Iranian-American Ali Nili umpires for Wimbledon final
Ali Nili, a 37-year-old Iranian-born American, will be the chair umpire for today's men's final at Wimbledon.
Nili is one of the ATP’s only ten full-time umpires, and one of the 25 umpires in the world who have earned a gold badge. Umpiring wasn’t what he set out to do. "I wanted to play. I wasn’t good enough." He sounds comfortable with that. He has worked at all four major tournaments, but the match between Roger Federer and Novak Djokovic on Centre Court today will be his first Grand Slam final.
In a long match, umpires have to stay in place throughout, climbing down only when the match ends or, on clay, if someone wants a mark inspected. It’s not surprising, therefore, when Nili says (on Tennis Panorama News) that ,"My only pre-match routine is go to the bathroom!" When he’s working at Wimbledon or one of the other Grand Slams, where the men play five-set matches, he doesn’t drink anything until the end of his last five-set match.
Nili earned his first international certificate in 1998. Like players, umpires start out in the weeds of the game – small, local events or junior matches. As they learn, gain experience, and improve, they move up the ranks through a series of certificates: white, bronze, silver, and, finally, gold. A tournament like Queen’s, with a singles main draw of 56 and a doubles draw of 16, uses six umpires, four from the ATP’s group, the rest contractors.
Nili jokes about preferring women’s matches at the major because they’re only best-of-three sets, but you have to suspect that every umpire would have liked to have been in the chair for the historic 2010 Wimbledon first-round match between John Isner and Nicolas Mahut, which went to 70-68 in the fifth and took more than 11 hours over three days to complete! "The better the match is, the easier it is to keep your level of concentration. You do a tough five-set match which lasts four hours and when you sit up there it feels like a half an hour," Nili shares.

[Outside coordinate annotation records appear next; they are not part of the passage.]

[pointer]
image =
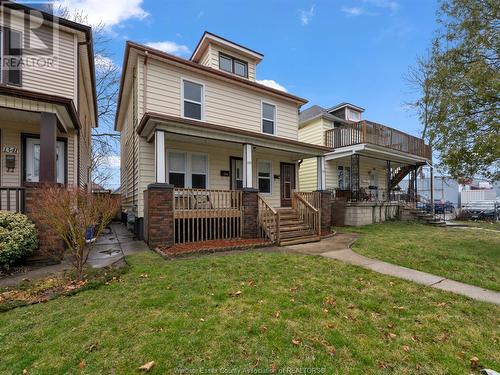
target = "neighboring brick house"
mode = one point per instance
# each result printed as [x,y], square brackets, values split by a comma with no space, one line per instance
[47,103]
[205,126]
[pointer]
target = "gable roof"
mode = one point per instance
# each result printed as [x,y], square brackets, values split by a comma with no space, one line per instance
[209,37]
[315,112]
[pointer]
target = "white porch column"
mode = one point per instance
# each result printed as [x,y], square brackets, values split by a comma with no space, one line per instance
[160,164]
[247,166]
[321,174]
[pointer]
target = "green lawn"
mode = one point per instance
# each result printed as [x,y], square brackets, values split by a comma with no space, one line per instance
[471,256]
[251,310]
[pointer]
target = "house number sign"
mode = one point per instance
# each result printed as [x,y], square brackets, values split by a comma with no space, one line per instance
[9,149]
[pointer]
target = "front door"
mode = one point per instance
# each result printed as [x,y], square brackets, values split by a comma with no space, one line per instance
[236,173]
[33,160]
[287,183]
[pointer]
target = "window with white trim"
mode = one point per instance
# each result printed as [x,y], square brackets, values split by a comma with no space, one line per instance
[268,118]
[192,101]
[188,170]
[264,170]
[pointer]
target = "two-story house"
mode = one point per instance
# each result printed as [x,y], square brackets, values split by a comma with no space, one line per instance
[365,165]
[47,100]
[209,129]
[47,106]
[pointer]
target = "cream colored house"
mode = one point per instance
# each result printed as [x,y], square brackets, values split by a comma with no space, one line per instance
[47,101]
[206,124]
[366,163]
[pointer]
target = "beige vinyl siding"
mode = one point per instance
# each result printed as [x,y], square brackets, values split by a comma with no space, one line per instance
[213,60]
[57,80]
[224,103]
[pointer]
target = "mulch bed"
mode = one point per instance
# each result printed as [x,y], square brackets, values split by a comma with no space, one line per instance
[212,246]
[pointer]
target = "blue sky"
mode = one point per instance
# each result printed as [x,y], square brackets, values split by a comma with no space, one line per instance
[325,51]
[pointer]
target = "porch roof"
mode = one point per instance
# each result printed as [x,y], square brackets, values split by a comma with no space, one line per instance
[35,102]
[199,129]
[376,152]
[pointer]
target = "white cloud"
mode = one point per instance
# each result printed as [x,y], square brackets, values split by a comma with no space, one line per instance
[392,5]
[104,63]
[106,12]
[353,11]
[306,15]
[170,47]
[272,83]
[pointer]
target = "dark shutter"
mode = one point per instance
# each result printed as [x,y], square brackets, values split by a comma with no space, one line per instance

Mistakes still do happen, of course. Umpires are taught not to dwell on them. "We just really always think forward. We always just think about the next call. The more you think about what happened the more chance there is that you’ll miss something else because you’re losing concentration. Usually, at least in men’s tennis, if you call the score wrong for two points in succession one of the players is going to tell you." Modern technology helps: umpires have tablets that connect directly to the scoreboard so when he punches in the score everyone sees it and it feeds through to TV. A wrong score popping up in those circumstances generally gets a reaction in the stadium.
The hardest thing to learn, Nili says, is "to see the ball well." Most, though not all, of the top rank of umpires play tennis themselves. "And then communication and not taking things personally."
Asked to name the stand-out matches he’s umpired, Nili picks first the 2008 match between Rafael Nadal and Carlos Moya, which stretched to three tiebreaker sets and took two hours, 35 minutes to finish. “The longest three-set match ever played on hard court,” Nili says, and also, "Every point was really amazing. That’s probably the best tennis I would say, I’ve umpired."